September 9 • Positive Living

I must avoid the popular and shallow form of Christianity  that appears so prominently today. There is a kind of triumphant living trumpeted everywhere in which Jesus is  simply the instigator or inciter of a flow of positive  thoughts and ideas that bring me personal and material  success. 

That kind of Christianity says I am a bundle of both  negative and positive attitudes. Simply encourage the  positive and discourage the negative, and lo, I am a victorious person. The problem is, however, that kind of victory is simply the victory of the natural man. There is  nothing redemptive, remedial, or sanctifying about it. 

Before a Christian can talk about victory, he must talk  about dying. As J. Gregory Mantle says, the first place the  natural man has got to go is to the cross. If I want Jesus at  all, I have to find Him “outside the camp”; and if I want to  know His victory, I have to bear “His reproach” (Hebrews  13:13). Once I get to the cross and experience the crucifixion of the natural man’s selfish greeds, desires, and attitudes, then I am in a position to rise with Christ “in newness of life” (Romans 6:4) and allow His new life to become the positive thing that my natural self could never  be. That is more than positive thinking; it is positive living. 

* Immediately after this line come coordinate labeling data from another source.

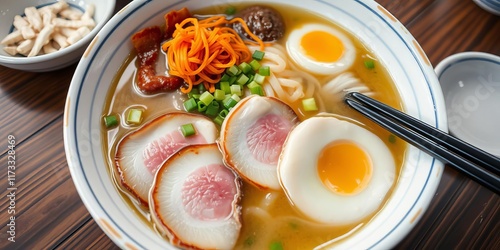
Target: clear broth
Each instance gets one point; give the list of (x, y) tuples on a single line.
[(267, 217)]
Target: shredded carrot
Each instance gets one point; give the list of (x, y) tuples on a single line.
[(201, 50)]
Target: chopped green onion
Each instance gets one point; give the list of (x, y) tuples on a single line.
[(202, 107), (258, 55), (225, 86), (201, 88), (231, 102), (134, 116), (110, 121), (223, 113), (276, 246), (259, 78), (236, 90), (231, 10), (212, 109), (255, 64), (218, 120), (190, 104), (250, 78), (242, 79), (369, 64), (224, 78), (219, 94), (233, 70), (206, 98), (235, 97), (232, 79), (309, 104), (245, 67), (188, 129), (265, 71)]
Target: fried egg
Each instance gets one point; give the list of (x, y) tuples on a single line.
[(320, 49), (334, 171)]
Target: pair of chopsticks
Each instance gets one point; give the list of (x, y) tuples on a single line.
[(477, 164)]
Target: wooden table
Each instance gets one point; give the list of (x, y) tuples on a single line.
[(50, 214)]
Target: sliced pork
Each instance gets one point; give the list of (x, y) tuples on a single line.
[(252, 136), (140, 153), (194, 199)]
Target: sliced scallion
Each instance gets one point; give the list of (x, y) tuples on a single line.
[(110, 121), (202, 107), (206, 98), (258, 55), (225, 86), (245, 67), (220, 94), (233, 70), (242, 79), (212, 109), (190, 104), (236, 90), (188, 129), (259, 78), (265, 71), (255, 64)]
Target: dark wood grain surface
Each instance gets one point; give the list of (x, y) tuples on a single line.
[(50, 214)]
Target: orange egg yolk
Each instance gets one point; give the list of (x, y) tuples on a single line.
[(344, 168), (322, 46)]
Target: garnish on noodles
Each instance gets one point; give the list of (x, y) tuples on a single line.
[(200, 50)]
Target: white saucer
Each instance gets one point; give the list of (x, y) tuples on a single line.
[(471, 86)]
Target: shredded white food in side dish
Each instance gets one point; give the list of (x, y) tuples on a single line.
[(48, 29)]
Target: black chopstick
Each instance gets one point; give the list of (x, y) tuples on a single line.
[(475, 163)]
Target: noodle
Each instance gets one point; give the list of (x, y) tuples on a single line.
[(334, 90), (286, 81)]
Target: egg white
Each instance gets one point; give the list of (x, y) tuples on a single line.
[(299, 178), (299, 56)]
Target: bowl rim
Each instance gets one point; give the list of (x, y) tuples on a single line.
[(448, 64), (434, 175), (22, 60)]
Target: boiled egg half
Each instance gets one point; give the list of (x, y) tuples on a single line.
[(334, 171), (320, 49)]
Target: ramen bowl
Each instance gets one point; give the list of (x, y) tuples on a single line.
[(61, 58), (395, 48)]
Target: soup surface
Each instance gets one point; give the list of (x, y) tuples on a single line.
[(268, 218)]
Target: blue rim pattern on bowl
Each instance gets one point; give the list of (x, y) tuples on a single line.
[(92, 120)]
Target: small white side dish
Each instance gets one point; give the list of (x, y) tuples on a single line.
[(405, 60), (471, 87), (59, 59)]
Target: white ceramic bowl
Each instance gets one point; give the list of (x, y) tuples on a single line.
[(62, 58), (471, 87), (387, 37)]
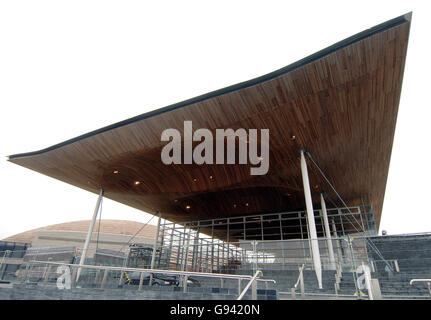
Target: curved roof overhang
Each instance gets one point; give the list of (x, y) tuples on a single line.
[(340, 103)]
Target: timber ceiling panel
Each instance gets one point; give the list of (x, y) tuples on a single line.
[(340, 104)]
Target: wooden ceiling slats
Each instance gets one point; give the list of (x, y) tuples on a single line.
[(342, 108)]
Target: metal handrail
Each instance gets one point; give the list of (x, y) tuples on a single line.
[(252, 280), (422, 280), (300, 280), (419, 280), (183, 273), (299, 276)]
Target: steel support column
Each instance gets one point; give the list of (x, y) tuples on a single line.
[(327, 233), (156, 240), (89, 233), (310, 220)]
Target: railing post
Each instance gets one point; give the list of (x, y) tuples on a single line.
[(301, 283), (24, 276), (96, 279), (141, 281), (48, 270), (105, 276), (397, 268), (185, 283), (74, 274), (254, 290)]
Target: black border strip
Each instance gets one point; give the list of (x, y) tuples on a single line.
[(337, 46)]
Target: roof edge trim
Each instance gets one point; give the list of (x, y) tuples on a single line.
[(313, 57)]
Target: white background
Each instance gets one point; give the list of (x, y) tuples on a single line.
[(70, 67)]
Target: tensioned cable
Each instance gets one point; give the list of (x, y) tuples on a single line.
[(372, 245), (128, 242), (100, 218)]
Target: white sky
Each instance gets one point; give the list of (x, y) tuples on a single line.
[(70, 67)]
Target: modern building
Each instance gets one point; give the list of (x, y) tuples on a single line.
[(330, 120)]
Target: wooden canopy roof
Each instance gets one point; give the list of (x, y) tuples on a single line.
[(340, 105)]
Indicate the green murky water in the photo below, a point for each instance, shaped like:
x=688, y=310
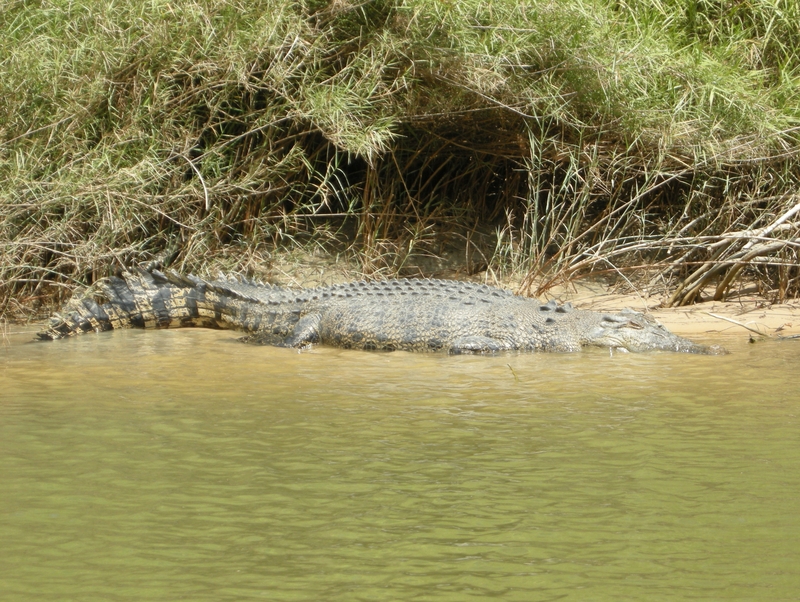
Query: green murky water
x=182, y=465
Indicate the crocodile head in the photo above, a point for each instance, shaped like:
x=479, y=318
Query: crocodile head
x=634, y=331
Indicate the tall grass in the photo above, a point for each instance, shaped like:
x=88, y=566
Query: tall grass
x=549, y=139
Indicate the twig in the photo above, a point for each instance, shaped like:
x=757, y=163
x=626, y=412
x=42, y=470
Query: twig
x=732, y=321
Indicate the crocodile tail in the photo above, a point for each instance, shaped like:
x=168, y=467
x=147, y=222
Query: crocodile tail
x=140, y=299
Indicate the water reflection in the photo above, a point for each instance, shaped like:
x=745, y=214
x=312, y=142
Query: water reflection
x=159, y=465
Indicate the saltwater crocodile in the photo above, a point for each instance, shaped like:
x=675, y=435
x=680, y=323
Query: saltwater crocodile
x=410, y=315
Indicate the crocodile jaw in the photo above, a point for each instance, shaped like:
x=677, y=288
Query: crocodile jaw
x=636, y=332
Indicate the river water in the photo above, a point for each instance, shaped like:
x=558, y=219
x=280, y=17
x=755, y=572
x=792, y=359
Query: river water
x=181, y=464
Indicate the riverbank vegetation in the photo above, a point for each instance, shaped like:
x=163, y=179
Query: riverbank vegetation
x=654, y=140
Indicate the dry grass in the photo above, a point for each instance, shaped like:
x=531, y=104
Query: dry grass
x=544, y=139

Jesus Christ did not die on the cross to make me a  confident supersalesman, but a normal mass of clay reflecting His power, glory, and personality. That does not  mean I lose my identity; rather, I confirm it. The life of  Christ flowing through my personality becomes a unique  miracle in God’s Kingdom; I am authenticated by Christ.  Thus, Jesus Christ is not only my Savior; He is the Establisher and Definer of my true self. Then it becomes sublimely and personally true that “in him we live, and move,  and have our being” (Acts 17:28, KJV). 

“And raised us up With Him. and seated us with Him in the  heavenly places, in Christ Jesus, in order that in the ages to  come He might show the surpassing riches of His grace in  kindness toward us in Christ Jesus” (Ephesians 2:6–7).